Which is better? Programmers are still arguing about that, and most likely always will. One thing to keep in mind is that as a program increases in size, the time it takes to declare variables becomes trivial compared to the debugging time of typos. But in any case, in C it doesn't matter- you have to declare variables. You don't have a choice. To declare a variable, you just need to use:

type variable;

One thing to make sure of- for local variables, you need to use that line after the {, but before you write any other line of code. There cannot be any other lines between the { and the last variable declaration.

Defining a variable, step by step edit

So, lets go step by step through defining a variable.
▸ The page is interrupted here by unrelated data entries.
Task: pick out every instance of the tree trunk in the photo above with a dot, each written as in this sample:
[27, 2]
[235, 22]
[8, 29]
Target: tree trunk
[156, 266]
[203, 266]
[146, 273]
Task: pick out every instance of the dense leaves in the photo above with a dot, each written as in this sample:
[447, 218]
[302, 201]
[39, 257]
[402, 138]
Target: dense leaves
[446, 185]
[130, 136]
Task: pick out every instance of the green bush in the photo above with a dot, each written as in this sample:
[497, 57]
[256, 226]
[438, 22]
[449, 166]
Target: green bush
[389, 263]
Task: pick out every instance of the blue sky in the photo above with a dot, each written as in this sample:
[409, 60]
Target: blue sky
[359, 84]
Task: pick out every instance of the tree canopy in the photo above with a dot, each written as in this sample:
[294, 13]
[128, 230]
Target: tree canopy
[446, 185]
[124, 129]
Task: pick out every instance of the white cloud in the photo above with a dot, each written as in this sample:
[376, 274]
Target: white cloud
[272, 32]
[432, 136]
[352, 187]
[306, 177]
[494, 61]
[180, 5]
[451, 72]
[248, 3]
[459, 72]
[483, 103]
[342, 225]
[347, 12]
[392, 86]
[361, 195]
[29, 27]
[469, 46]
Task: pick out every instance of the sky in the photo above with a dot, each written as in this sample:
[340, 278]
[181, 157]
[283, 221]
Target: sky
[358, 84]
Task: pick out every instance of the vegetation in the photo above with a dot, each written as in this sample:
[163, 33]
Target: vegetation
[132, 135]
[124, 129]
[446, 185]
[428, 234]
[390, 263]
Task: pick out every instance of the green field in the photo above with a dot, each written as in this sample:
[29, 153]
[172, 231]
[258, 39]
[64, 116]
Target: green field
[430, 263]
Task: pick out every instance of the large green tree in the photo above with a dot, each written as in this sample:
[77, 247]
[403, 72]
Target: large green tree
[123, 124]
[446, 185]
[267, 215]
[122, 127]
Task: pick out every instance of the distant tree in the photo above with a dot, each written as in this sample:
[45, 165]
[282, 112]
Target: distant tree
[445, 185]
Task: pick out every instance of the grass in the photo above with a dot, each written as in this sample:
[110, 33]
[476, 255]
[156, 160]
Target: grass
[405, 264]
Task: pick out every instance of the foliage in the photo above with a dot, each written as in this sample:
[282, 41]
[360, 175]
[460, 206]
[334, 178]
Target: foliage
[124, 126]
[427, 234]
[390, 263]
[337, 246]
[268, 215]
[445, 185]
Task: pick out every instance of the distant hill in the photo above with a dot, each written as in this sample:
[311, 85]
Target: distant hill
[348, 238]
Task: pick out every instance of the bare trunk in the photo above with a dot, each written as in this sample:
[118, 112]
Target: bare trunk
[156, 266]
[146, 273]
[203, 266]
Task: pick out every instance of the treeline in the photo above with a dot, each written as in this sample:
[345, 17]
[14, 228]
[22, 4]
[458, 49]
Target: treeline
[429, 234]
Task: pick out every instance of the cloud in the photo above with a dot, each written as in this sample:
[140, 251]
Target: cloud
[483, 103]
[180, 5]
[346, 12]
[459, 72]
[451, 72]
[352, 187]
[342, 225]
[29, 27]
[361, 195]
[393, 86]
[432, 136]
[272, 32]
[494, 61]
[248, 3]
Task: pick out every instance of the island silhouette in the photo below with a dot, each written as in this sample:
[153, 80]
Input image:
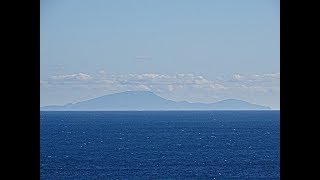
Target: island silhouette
[146, 100]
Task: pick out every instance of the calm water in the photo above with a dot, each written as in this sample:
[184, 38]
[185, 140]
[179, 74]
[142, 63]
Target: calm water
[160, 145]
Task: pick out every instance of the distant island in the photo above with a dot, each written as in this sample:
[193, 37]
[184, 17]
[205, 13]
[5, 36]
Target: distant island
[146, 100]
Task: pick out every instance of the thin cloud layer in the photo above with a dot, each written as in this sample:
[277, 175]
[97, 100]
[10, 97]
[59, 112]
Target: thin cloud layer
[178, 87]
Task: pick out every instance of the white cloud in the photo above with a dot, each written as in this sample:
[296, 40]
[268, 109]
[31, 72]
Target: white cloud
[178, 87]
[78, 76]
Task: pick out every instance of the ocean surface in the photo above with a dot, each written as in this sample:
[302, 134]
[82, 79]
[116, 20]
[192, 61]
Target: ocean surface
[160, 145]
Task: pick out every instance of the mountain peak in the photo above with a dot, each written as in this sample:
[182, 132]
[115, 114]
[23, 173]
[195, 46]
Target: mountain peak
[147, 100]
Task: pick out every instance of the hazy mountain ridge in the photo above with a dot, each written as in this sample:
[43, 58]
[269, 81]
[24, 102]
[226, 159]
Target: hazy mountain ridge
[145, 100]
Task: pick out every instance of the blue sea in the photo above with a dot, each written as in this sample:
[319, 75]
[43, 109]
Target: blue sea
[160, 145]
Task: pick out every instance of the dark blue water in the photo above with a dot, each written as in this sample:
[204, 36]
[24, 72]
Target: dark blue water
[160, 145]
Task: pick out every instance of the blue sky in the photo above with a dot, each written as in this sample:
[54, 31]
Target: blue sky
[198, 51]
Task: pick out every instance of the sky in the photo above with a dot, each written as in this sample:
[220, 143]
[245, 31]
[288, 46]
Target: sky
[182, 50]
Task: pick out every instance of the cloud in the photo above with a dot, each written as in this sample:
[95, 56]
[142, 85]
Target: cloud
[74, 77]
[179, 87]
[143, 57]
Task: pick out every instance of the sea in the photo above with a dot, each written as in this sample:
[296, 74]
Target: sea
[160, 145]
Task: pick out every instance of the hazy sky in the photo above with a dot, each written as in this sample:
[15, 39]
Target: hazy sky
[198, 51]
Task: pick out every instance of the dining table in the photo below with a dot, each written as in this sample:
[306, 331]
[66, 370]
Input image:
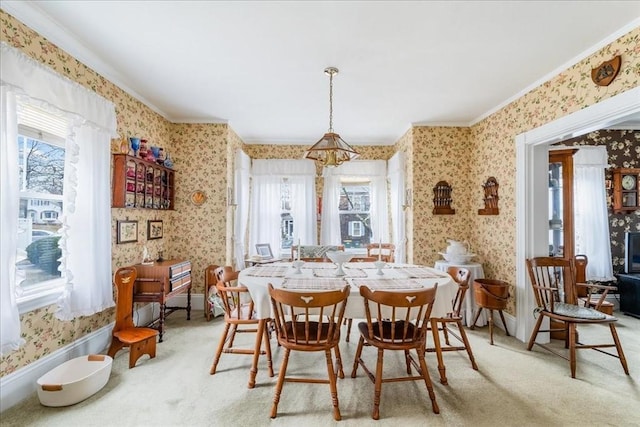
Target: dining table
[322, 276]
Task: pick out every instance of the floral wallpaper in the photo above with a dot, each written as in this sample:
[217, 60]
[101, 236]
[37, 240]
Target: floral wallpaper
[203, 156]
[623, 149]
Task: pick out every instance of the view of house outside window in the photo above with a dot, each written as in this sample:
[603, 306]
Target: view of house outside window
[355, 215]
[40, 160]
[286, 222]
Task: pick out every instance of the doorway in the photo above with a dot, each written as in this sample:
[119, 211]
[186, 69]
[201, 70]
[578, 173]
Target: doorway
[532, 166]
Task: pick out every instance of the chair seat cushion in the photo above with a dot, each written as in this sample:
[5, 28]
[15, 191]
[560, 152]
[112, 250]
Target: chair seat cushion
[313, 336]
[572, 310]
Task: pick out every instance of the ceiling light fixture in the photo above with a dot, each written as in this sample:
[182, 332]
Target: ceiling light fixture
[331, 150]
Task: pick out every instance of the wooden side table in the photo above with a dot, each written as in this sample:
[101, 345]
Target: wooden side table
[161, 281]
[468, 310]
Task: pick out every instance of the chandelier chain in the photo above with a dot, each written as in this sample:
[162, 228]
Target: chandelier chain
[331, 102]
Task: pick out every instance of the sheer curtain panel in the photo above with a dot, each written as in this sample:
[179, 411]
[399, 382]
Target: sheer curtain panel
[591, 218]
[395, 176]
[86, 219]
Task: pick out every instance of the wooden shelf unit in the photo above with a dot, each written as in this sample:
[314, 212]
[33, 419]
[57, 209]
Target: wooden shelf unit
[138, 183]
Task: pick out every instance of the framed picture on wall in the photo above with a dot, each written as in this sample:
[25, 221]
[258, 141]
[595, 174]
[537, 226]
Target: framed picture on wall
[154, 229]
[127, 232]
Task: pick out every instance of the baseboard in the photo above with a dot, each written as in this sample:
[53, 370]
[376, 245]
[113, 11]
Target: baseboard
[21, 384]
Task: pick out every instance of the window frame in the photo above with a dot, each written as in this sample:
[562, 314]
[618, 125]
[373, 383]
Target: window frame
[46, 292]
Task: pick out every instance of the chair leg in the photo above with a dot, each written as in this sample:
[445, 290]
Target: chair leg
[534, 333]
[490, 326]
[572, 348]
[436, 342]
[216, 358]
[256, 352]
[616, 340]
[378, 386]
[356, 359]
[267, 336]
[339, 371]
[467, 345]
[475, 319]
[427, 380]
[504, 323]
[281, 376]
[348, 322]
[333, 386]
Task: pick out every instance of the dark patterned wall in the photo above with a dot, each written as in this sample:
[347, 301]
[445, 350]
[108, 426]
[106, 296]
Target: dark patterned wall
[623, 148]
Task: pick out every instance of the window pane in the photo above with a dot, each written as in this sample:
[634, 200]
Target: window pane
[355, 217]
[41, 168]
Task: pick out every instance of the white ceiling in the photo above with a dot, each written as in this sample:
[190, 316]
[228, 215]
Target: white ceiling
[259, 65]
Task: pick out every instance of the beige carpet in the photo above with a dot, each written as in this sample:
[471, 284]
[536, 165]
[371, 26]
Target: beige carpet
[512, 387]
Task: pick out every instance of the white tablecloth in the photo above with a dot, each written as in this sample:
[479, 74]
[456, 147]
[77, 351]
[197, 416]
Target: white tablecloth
[469, 307]
[258, 285]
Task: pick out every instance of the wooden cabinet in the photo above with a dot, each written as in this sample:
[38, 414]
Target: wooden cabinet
[626, 197]
[138, 183]
[160, 281]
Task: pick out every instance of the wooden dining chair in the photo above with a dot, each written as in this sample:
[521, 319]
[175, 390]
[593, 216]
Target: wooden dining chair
[384, 250]
[140, 340]
[210, 281]
[555, 290]
[309, 322]
[442, 324]
[239, 317]
[396, 321]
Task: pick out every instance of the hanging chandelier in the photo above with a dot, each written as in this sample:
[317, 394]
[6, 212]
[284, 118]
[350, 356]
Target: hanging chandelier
[331, 150]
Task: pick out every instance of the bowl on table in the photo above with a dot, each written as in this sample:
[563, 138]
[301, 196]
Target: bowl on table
[458, 258]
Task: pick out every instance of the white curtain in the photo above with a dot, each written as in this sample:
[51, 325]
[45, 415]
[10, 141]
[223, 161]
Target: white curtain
[590, 211]
[376, 172]
[266, 206]
[86, 220]
[241, 219]
[395, 176]
[9, 206]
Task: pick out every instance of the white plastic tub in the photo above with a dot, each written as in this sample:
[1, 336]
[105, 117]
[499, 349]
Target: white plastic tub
[74, 380]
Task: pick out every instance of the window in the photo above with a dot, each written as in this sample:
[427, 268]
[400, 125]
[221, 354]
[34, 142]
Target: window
[355, 217]
[286, 223]
[41, 158]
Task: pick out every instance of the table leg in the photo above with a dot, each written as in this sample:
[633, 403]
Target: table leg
[189, 303]
[256, 353]
[436, 342]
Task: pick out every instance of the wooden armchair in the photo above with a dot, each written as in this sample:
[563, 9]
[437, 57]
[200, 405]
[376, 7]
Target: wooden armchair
[140, 340]
[309, 321]
[384, 250]
[553, 282]
[239, 317]
[442, 324]
[396, 321]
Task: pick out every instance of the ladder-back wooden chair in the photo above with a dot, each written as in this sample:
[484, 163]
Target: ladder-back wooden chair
[306, 322]
[125, 333]
[397, 321]
[555, 290]
[239, 317]
[442, 324]
[384, 251]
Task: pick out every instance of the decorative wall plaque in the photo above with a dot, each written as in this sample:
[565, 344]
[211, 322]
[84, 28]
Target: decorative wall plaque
[604, 74]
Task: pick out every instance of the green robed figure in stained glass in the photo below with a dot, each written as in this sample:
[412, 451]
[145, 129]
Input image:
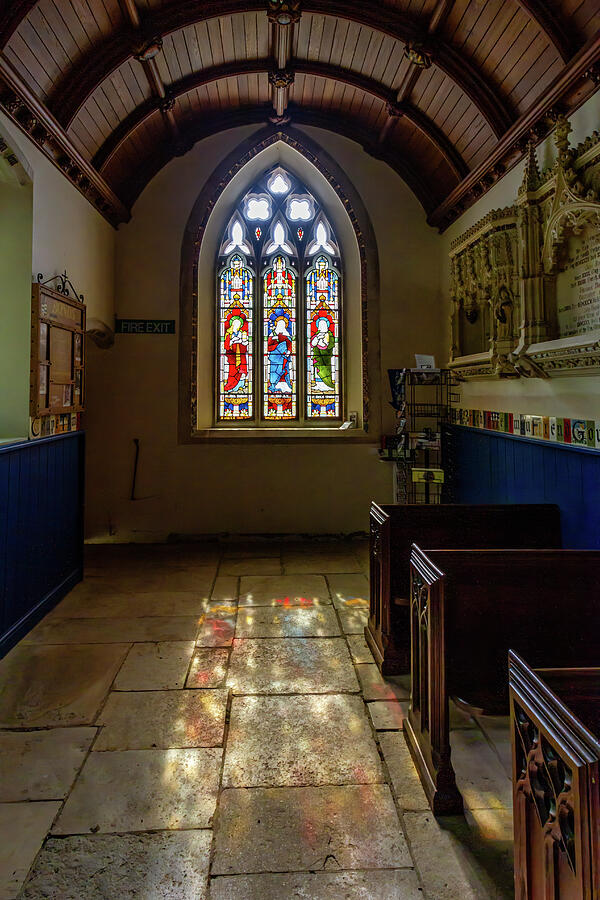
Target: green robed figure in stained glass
[322, 343]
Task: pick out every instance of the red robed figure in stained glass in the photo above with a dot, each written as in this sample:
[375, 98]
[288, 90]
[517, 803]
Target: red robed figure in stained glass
[236, 351]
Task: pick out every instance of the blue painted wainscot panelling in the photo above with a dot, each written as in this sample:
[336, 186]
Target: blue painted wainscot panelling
[492, 467]
[41, 529]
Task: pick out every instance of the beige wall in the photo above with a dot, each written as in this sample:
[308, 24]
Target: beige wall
[68, 233]
[246, 487]
[574, 396]
[16, 216]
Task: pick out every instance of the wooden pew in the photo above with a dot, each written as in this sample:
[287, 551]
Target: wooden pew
[394, 528]
[468, 607]
[555, 717]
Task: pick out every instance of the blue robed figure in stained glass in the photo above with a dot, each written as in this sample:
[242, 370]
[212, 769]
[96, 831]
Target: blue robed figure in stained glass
[290, 329]
[279, 348]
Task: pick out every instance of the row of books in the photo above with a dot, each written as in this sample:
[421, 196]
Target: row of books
[581, 432]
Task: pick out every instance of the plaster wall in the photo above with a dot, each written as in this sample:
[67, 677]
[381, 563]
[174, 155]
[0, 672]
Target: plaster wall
[68, 233]
[572, 396]
[16, 215]
[247, 486]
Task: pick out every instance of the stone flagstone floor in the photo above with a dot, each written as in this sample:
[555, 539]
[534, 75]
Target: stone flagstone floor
[200, 721]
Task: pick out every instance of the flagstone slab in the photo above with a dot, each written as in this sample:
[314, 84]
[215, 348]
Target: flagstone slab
[139, 720]
[307, 828]
[389, 884]
[354, 620]
[300, 740]
[349, 591]
[143, 790]
[290, 666]
[41, 765]
[251, 566]
[322, 563]
[23, 827]
[166, 866]
[130, 606]
[111, 630]
[359, 649]
[208, 668]
[49, 685]
[271, 621]
[284, 591]
[156, 666]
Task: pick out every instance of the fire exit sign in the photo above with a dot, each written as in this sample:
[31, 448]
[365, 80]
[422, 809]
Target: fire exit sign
[144, 326]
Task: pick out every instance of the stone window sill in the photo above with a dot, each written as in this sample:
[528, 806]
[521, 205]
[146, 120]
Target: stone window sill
[282, 435]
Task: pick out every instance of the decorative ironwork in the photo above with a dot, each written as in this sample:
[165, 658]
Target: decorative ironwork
[281, 78]
[283, 12]
[64, 285]
[416, 53]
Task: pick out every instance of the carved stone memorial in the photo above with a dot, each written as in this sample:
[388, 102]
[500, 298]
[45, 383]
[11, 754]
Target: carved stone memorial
[525, 280]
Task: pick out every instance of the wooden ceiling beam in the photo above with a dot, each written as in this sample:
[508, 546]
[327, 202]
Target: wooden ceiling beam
[21, 105]
[151, 47]
[214, 123]
[304, 67]
[12, 13]
[557, 33]
[584, 65]
[95, 66]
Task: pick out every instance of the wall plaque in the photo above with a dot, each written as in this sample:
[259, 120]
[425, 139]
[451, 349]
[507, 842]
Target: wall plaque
[578, 285]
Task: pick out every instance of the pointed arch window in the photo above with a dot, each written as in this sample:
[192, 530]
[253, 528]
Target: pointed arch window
[280, 354]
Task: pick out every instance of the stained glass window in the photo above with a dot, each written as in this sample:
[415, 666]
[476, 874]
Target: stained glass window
[235, 341]
[279, 351]
[280, 341]
[322, 341]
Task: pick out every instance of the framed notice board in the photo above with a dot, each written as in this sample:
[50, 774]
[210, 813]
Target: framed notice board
[57, 356]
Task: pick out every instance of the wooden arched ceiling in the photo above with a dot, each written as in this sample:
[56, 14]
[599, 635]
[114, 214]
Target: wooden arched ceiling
[112, 89]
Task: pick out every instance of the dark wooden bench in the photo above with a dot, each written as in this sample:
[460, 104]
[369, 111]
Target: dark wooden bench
[394, 528]
[468, 607]
[555, 717]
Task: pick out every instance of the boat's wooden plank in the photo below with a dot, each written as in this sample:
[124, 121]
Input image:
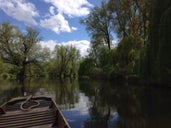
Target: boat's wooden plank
[26, 117]
[18, 112]
[43, 116]
[29, 122]
[44, 126]
[31, 114]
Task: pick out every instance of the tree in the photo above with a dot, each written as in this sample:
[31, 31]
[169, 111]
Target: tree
[66, 60]
[20, 49]
[98, 24]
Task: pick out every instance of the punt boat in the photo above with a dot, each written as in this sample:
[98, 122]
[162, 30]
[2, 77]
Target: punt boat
[32, 112]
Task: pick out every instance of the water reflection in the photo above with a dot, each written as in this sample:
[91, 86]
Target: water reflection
[98, 104]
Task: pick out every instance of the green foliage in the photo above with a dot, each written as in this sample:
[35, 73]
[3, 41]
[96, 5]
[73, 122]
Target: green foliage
[164, 55]
[20, 49]
[86, 67]
[129, 54]
[66, 60]
[99, 25]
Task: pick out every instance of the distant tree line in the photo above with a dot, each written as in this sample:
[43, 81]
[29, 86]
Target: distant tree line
[143, 28]
[22, 56]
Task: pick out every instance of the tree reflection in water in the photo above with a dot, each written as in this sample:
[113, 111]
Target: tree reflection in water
[96, 104]
[127, 106]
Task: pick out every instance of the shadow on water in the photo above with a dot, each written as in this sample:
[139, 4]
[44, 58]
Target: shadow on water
[99, 104]
[127, 106]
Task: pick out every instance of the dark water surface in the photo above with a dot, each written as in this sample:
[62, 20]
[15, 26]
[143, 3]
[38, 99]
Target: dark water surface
[94, 104]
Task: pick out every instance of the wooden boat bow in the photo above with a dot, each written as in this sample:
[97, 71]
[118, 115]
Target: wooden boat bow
[32, 112]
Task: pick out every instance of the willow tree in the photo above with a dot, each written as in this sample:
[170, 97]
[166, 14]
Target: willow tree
[99, 25]
[19, 49]
[66, 60]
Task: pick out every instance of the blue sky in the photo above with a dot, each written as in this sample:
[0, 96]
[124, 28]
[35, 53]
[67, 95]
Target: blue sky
[57, 20]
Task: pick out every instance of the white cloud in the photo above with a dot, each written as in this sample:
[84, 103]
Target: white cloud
[71, 8]
[56, 20]
[52, 10]
[20, 10]
[48, 44]
[82, 45]
[56, 23]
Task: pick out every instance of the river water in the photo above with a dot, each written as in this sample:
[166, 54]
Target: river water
[99, 104]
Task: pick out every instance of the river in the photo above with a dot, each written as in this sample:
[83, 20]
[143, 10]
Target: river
[99, 104]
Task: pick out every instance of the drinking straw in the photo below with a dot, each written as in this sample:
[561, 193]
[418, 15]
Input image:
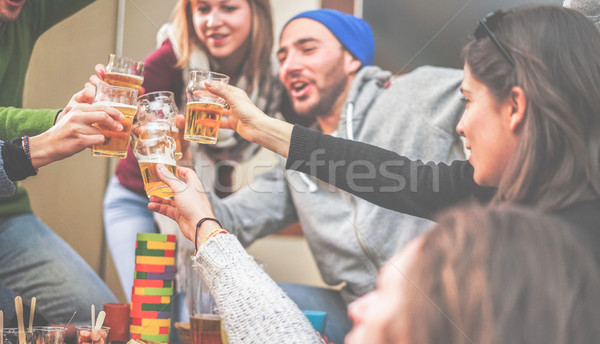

  1. Determine the real type of the variable. Remember to be detailed enough that what is being stored is obvious.
  2. Create a good, descriptive name for that type.
  3. Map the real type to a storage type via typedef or enum
  4. Create a good, descriptive name for the variable
  5. Determine what scope you want for the variable. This is usually local. If a value is used in multiple functions and persists between those functions, use file. If it persists and is accessed by multiple files, make it global.
  6. Declare it in the right place for the scope.

Naming again edit

Since naming is by far the most important thing to take away from this lesson, I'm going to hit it again. Choosing good names is one of the most important thing to do when writing code. It will do more for making your code easy to read and understand than almost anything else. Its important to get in good habits now, too many programmers learn how to code and use x and y for all their variables. Lets use an example. Which of these give you the most information:

  1. int x;
  2. int myHeight;
  3. inches x;
  4. inches myHeight;

The first tells you nothing. The second tells you whats being stored, but not how its represented (inches? centimeters? microns?). The third tells you how something is being stored, but not what it is. The final one tells us not only what's being stored, but how its represented. Now imagine a large program with 10,000 variables. Which do you think will take you less time to understand? So be kind to your fellow programmers, and use descriptive names.